‘Determined, Frustrated’ : Crisis Demeanor: Reagan Changes, but Only a Little
WASHINGTON — It is 9:12 a.m. on June 26, the 13th day of the Lebanese hostage crisis, and President Reagan is walking along a colonnade bordering the Rose Garden on his way to the Oval Office.
He is 12 minutes late, having spent more time than planned in the White House family dining room, talking about taxes with Republican members of the House Ways and Means Committee. The subject of the American hostages in Lebanon--dominating the headlines and riveting the attention of the nation--was raised only once, in passing, by one guest.
Now, about to meet with staff members and receive his morning update on developments in Beirut, where it is already late afternoon, the President is accompanied by Lucky, his 9-month-old black herding dog. On the way, he pauses for the continuing task of teaching the puppy to heel.
Tempers have flared elsewhere in the White House. One source close to several White House staff members recalls some “heated arguments, screaming, . . . a lot of arguing” in the offices of the President’s national security staff.

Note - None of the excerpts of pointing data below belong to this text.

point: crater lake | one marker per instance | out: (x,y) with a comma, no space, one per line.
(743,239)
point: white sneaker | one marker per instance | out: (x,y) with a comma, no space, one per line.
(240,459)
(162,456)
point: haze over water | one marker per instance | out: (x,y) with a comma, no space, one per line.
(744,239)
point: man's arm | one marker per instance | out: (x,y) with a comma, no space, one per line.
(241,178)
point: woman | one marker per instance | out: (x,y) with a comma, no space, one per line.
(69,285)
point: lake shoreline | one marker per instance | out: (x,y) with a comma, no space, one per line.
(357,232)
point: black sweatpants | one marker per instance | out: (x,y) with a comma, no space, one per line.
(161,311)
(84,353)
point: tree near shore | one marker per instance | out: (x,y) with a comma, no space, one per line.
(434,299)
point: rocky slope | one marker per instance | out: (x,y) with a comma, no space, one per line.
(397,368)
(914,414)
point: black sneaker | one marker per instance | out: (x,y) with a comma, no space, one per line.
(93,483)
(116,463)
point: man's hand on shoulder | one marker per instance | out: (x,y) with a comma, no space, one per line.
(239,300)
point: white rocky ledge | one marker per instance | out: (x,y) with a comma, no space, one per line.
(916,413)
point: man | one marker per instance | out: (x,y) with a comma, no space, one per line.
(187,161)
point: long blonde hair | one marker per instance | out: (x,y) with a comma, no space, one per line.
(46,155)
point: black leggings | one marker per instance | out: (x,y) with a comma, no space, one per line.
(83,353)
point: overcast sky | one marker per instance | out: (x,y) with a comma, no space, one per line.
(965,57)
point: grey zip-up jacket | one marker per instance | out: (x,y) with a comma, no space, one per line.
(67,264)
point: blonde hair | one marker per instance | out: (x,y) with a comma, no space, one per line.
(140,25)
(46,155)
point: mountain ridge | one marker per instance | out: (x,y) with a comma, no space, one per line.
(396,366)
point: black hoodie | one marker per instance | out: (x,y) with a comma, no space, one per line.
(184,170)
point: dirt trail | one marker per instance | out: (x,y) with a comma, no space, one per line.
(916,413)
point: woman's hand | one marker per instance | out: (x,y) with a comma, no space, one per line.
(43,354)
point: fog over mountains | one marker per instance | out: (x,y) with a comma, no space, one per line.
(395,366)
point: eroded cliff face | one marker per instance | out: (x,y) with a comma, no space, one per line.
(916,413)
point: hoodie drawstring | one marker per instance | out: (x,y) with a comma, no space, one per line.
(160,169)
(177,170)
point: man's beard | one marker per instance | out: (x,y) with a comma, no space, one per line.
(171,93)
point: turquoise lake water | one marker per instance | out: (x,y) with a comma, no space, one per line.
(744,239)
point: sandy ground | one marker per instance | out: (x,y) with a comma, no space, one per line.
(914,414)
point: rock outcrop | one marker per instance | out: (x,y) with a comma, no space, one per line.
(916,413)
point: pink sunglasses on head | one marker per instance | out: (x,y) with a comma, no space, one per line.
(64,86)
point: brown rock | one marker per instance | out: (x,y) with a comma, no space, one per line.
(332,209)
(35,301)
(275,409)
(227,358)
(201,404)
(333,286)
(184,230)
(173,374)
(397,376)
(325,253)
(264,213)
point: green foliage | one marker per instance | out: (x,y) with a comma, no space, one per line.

But according to Reagan’s aides and others who have visited with him, the President’s own demeanor has barely wavered.
Yes, he has conceded, his inability to bring the crisis to a quick and peaceful conclusion has been frustrating. As he said at a June 18 news conference, when the crisis was in its fifth day, “I’ve pounded a few walls myself when I’m alone about this.”
But at the same time, he has conducted the wide range of business of the modern presidency. There have been meetings on his proposal to revise the federal income tax structure. A brief chat with race driver Richard Petty, who donated one of his cars to the Smithsonian Institution. A talk to teachers seeking a ride on the space shuttle. Speeches out of town. An evening visit to the home of Sen. Edward M. Kennedy (D-Mass.). And more meetings on taxes.
It’s almost the same Reagan seen in better times--but not quite.
“He is not as jocular as he has been,” said one former aide who has maintained close contacts with those at the White House. “Not grim, but determined. Frustrated. He is very determined . . . to work this thing out.”
There have been moments when the 74-year-old President has seemed, in the words of one visitor, “a little sleepy.” To another guest, he looked, “as always, disgustingly healthy.”
The hostage crisis has not produced the deep tragedy of the bombing of the Marine Corps barracks in Beirut on Oct. 23, 1983, or the tension that accompanied the invasion of Grenada two days later. But unlike those precisely defined events, this one drags on, day in and day out, into the longest-running publicly played crisis of Reagan’s 53 months in office.
The bombing of the barracks, which cost the lives of 241 U.S. servicemen, was “a long downer” for the President, said one close friend of the Reagans, although “he’s not a man who has deep depressions.”
“This is not at that stage yet,” the source said. “He has a buoyant personality, and he knows life goes on.”
Not ‘Consumed By It’
Rep. Richard Cheney (R-Wyo.), who was chief of Gerald R. Ford’s White House staff 10 years ago and has attended White House meetings this week at which Reagan has presided, said the hostage crisis “is obviously an important item that dominates the current agenda internally, but (Reagan) doesn’t appear to be consumed by it.”
At one meeting, Reagan routinely called on senior aides and advisers--national security adviser Robert C. McFarlane, Treasury Secretary James A. Baker III, Budget Director David A. Stockman--to give congressional leaders summaries of current issues: the hostages, tax revision, the budget. Cheney said Reagan presided over a luncheon of chilled soup and medallions of beef while “he called on his guys to make their pitches.”
At the tax meeting Wednesday morning with the Ways and Means Committee members, participants said there was little hint in the President’s demeanor that he had anything else on his mind.
Indeed, Rep. Bill Frenzel (R-Minn.) recalled several hours later that, as he walked from the meeting, his own thoughts turned to the crisis in Lebanon and its exclusion at the just-concluded session with the President. He said to himself, “My God, I never even thought about it once.”